The title and the picture on the jacket are misleading. The robots described in this book are not almost human, they are not even humanoid robots, they are vehicles. A more accurate title might be “Failed attempts by Carnegie Mellon researchers to build autonomous vehicles.

This book has received many great reviews. This is not one of them though. Robotics is very difficult science, and failure is part of it. The author was attempting to convey to the reader, all of the problems that the researchers face. All of the things that should have worked but didn’t, and all of the bad luck.

To me though, the researchers came across as being inept, or what the French would call “Les Incompetante“. They could not seem to get anything to work, EVER!

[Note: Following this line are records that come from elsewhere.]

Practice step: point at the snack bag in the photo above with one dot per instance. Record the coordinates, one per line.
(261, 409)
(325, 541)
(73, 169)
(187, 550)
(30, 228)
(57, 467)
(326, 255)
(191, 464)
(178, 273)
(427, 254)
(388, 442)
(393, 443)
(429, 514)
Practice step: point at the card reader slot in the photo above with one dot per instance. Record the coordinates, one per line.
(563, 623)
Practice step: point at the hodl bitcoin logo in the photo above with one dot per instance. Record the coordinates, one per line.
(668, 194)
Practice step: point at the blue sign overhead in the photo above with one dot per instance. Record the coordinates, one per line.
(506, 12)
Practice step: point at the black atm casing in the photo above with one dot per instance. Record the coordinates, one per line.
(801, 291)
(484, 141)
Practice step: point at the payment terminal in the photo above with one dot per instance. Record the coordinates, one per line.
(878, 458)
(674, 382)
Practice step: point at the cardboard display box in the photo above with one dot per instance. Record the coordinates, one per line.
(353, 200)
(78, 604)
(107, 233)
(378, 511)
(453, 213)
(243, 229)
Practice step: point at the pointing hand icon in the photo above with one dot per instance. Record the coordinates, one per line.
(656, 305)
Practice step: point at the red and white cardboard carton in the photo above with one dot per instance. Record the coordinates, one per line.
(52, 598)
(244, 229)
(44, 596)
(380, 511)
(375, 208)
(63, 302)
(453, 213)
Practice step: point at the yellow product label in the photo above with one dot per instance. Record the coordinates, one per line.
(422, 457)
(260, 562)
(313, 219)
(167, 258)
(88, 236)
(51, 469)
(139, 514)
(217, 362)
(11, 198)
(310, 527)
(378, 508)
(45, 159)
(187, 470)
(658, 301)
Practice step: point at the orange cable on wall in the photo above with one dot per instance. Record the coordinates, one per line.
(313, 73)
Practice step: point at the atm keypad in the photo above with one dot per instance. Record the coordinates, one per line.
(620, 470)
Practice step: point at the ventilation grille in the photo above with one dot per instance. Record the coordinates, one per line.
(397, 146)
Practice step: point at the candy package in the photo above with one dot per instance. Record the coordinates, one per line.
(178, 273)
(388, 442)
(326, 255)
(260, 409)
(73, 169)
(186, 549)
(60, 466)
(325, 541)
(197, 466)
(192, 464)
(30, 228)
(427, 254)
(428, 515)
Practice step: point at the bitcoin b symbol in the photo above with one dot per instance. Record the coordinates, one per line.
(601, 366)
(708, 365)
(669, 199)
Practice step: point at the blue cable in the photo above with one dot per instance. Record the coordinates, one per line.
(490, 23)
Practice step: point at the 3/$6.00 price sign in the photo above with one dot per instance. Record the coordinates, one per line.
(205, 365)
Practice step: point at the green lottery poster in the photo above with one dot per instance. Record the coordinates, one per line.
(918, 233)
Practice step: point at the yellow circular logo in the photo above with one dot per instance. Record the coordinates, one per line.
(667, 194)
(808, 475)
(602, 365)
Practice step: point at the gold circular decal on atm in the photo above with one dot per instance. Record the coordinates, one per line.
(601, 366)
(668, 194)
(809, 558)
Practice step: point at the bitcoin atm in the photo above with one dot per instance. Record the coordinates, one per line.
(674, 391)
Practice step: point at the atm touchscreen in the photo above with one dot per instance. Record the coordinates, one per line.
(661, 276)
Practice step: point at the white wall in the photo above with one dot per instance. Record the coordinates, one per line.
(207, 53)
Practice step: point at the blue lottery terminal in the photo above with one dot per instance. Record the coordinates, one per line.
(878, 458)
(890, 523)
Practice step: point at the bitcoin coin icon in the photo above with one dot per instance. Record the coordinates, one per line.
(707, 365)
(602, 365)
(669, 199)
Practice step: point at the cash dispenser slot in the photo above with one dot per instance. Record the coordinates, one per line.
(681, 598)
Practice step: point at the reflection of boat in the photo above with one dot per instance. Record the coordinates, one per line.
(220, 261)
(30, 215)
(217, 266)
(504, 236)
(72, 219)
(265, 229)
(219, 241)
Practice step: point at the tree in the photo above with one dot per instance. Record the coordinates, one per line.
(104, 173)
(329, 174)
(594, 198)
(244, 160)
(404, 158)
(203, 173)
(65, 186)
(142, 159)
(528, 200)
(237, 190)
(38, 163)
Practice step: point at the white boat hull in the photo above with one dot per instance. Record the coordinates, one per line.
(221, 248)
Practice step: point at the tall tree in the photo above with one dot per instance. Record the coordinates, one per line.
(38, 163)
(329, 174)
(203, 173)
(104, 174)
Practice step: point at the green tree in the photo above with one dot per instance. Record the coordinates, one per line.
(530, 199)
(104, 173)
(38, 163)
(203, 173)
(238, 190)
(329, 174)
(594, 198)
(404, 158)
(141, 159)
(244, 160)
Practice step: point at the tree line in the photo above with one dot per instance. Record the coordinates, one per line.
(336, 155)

Just like the researchers in this book the author had his own misfortune. This book was published in 2006 – a year too soon. In November 2007 Carnegie Melon’s team led by Red Whittaker won the DARPA challenge and the $2 million prize when their vehicle “Boss” successfully made its way through a course in a suburban neighborhood setting. Boss, a robotized 2007 Chevy Tahoe, followed California driving laws as it navigated the course and in a safe and stable manner. People watching the event said that in watching Boss negotiate the course so easily, you would forget that their was nobody inside the vehicle driving. This was a stunning success for the Carnegie Mellon team.

 I still think that this book is worth reading. My favorite part of the book was the very last paragraph.